Turkey’s president has fired the governor of the central bank just three months into his term and replaced him with an academic who has lobbied for lower interest rates in a shock move that is likely to heap more pressure on the lira.

Recep Tayyip Erdogan’s dismissal on Saturday of Naci Agbal, came just two days after the respected former finance minister had won plaudits from the market by hiking interest rates by 200 basis points to tame inflation and support the currency.

“This is a truly idiotic decision by Erdogan and markets will express their opinions on Monday, and it is likely to be an ugly reaction,” said Timothy Ash, an analyst at BlueBay Asset Management.

Since his appointment in November, Agbal had increased the benchmark interest rate by a cumulative 875bp to 19 per cent, helping the lira recover as investors saw signs that Turkey was moving towards more orthodox monetary policy.

But that ran counter to Erdogan’s view that higher interest rates cause, rather than cure, inflation. He demanded that credit stay cheap to boost economic growth, fuelling double-digit inflation for much of the past three years and prompting foreign investors to dump Turkish assets.

In a tweet, Agbal said: “I express my gratitude for my dismissal from duty as of today. May God grant us all good luck.”

Erdogan has replaced Agbal with Sahap Kavcioglu, a little-known professor of banking and a former lawmaker from the ruling Justice and Development party. Kavcioglu wrote in his column at the Islamist newspaper Yeni Safak last month that “interest rate increases will indirectly lead to an increase in inflation”.

The shake-up is likely to erode hopes among investors that the bank would assert its independence from Erdogan. The currency had strengthened by about 18 per cent since Agbal took the helm and pledged to restore the central bank’s credibility.

Jason Tuvey, senior emerging markets economist at Capital Economics, said Agbal’s sacking increased the risk of a new currency crisis in Turkey.

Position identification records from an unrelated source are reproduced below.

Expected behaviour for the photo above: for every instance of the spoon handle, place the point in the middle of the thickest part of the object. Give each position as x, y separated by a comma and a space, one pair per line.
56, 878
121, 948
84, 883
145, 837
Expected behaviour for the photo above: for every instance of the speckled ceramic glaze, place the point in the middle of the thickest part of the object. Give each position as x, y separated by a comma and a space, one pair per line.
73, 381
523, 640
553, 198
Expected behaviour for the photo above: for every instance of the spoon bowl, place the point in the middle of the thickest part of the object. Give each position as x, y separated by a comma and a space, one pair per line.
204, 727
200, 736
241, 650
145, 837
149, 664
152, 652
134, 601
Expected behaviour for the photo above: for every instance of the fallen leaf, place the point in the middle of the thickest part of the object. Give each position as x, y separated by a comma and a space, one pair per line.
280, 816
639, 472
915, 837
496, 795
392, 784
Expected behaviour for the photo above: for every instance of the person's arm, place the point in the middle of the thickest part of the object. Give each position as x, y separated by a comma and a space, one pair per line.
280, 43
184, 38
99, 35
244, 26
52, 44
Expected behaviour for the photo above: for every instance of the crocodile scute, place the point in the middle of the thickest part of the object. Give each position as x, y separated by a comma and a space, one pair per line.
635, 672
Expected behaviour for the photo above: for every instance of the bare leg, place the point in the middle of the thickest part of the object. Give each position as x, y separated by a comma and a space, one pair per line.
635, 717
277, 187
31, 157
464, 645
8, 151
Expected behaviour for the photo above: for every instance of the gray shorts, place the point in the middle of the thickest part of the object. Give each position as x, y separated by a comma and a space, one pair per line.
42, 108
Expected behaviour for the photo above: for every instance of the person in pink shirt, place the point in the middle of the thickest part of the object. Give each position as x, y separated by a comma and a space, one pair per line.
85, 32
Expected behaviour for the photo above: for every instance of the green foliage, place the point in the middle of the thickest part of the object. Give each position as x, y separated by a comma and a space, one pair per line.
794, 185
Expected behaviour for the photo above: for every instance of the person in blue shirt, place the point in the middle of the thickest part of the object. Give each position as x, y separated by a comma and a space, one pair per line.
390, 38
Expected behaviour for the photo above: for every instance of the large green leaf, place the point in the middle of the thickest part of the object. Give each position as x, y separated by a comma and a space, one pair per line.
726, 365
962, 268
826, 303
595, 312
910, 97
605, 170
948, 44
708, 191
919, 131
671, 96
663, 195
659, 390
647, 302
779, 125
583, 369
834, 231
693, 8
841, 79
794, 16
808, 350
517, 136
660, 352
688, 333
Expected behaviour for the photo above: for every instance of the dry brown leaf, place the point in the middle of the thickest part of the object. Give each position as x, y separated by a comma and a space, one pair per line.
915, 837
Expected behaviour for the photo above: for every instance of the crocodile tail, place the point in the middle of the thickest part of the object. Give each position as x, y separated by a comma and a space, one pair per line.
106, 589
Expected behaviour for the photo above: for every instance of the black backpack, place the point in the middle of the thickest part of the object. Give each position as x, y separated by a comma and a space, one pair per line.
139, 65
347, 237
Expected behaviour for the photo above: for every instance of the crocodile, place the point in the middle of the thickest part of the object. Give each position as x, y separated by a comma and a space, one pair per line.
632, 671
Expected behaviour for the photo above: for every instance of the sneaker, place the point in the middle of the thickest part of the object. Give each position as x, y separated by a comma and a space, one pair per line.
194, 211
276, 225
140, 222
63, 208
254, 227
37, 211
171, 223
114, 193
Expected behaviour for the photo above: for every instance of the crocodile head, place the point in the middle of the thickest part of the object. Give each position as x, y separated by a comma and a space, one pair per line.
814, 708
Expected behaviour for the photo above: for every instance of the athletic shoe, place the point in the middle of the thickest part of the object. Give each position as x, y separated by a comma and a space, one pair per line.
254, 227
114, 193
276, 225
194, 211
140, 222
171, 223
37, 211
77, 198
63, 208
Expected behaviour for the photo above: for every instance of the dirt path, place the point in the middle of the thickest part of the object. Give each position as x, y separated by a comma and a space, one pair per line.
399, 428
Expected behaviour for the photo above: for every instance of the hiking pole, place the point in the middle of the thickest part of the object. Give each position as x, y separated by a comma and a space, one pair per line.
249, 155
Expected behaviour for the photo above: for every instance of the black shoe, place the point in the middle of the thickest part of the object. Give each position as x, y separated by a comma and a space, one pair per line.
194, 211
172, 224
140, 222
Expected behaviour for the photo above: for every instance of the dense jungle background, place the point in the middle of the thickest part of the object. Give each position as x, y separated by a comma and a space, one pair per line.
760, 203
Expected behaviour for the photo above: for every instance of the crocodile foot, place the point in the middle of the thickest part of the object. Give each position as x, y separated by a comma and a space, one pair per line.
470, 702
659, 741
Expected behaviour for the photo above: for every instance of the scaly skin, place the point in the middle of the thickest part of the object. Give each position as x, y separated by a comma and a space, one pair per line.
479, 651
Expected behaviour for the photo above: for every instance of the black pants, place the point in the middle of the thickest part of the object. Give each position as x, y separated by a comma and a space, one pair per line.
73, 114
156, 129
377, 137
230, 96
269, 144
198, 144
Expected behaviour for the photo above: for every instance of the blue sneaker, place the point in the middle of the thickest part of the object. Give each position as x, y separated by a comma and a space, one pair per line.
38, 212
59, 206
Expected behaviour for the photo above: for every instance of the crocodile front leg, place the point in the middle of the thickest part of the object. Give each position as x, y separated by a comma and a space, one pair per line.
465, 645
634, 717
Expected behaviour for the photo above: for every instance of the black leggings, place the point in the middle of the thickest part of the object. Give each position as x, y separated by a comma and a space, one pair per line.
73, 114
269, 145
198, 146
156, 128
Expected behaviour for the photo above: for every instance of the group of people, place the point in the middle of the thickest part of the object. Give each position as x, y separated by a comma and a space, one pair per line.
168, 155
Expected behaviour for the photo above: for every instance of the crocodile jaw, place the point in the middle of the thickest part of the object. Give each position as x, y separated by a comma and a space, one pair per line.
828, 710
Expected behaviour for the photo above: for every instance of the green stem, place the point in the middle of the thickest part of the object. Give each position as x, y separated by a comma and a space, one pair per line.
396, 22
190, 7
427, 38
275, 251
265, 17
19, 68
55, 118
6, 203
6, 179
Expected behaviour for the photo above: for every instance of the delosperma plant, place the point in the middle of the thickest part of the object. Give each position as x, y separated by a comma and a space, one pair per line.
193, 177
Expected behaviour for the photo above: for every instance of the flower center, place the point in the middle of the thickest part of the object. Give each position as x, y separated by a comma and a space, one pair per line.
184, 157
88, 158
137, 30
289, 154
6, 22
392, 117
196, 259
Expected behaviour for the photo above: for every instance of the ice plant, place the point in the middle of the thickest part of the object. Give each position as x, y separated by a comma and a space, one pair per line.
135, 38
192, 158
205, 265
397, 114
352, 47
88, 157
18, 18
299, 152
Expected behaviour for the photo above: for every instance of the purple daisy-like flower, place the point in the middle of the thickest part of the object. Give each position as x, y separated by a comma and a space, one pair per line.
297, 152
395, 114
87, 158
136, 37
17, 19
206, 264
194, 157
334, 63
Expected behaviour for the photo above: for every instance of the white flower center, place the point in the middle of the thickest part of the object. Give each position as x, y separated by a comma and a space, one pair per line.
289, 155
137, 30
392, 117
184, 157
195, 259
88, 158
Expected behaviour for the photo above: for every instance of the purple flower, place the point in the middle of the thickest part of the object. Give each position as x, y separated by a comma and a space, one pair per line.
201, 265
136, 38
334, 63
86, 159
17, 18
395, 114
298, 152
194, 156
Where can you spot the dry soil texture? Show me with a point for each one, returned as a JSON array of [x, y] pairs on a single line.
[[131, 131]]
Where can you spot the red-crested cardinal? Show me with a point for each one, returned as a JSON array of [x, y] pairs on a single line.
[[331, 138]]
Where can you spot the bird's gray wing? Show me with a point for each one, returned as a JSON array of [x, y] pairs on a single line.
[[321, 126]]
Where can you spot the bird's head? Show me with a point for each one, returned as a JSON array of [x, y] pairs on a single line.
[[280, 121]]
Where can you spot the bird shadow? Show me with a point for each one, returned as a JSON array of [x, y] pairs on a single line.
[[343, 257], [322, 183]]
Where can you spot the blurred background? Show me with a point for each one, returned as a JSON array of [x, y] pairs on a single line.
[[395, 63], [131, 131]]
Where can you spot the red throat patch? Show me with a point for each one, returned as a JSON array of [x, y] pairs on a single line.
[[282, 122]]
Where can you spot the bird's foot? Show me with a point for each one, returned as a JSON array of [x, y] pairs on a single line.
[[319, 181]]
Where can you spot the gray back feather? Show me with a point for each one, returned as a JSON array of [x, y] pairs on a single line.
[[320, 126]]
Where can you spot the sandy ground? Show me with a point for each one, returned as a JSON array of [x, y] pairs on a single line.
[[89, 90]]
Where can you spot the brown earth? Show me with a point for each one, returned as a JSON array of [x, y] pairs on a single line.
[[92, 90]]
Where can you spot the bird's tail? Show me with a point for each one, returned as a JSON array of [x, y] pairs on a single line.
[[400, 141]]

The country’s $730bn economy has been struggling to emerge from the tumult caused by a currency shock in 2018 when Erdogan’s economic and foreign polices frightened away investors.

“Erdogan’s move leaves little doubt that all of the power in Turkey rests with him, and this will result in rate cuts. This will simply make Turkey’s inflation problem even worse,” Tuvey wrote in a research note. He warned that a gaping current account deficit and enormous foreign-debt liabilities posed risks for the Turkish financial system.

Investors had hoped Turkey was on the path to stability after Berat Albayrak, Erdogan’s son-in-law, resigned as finance minister in November amid mounting criticism of Ankara’s economic management and the plunging lira, including the central bank’s depletion of its foreign-currency reserves to mitigate the lira’s losses — a policy that Kavcioglu has supported.

Kavcioglu becomes the fourth Turkish central bank governor since 2019 as Erdogan fired both of Agbal’s predecessors before their four-year terms expired.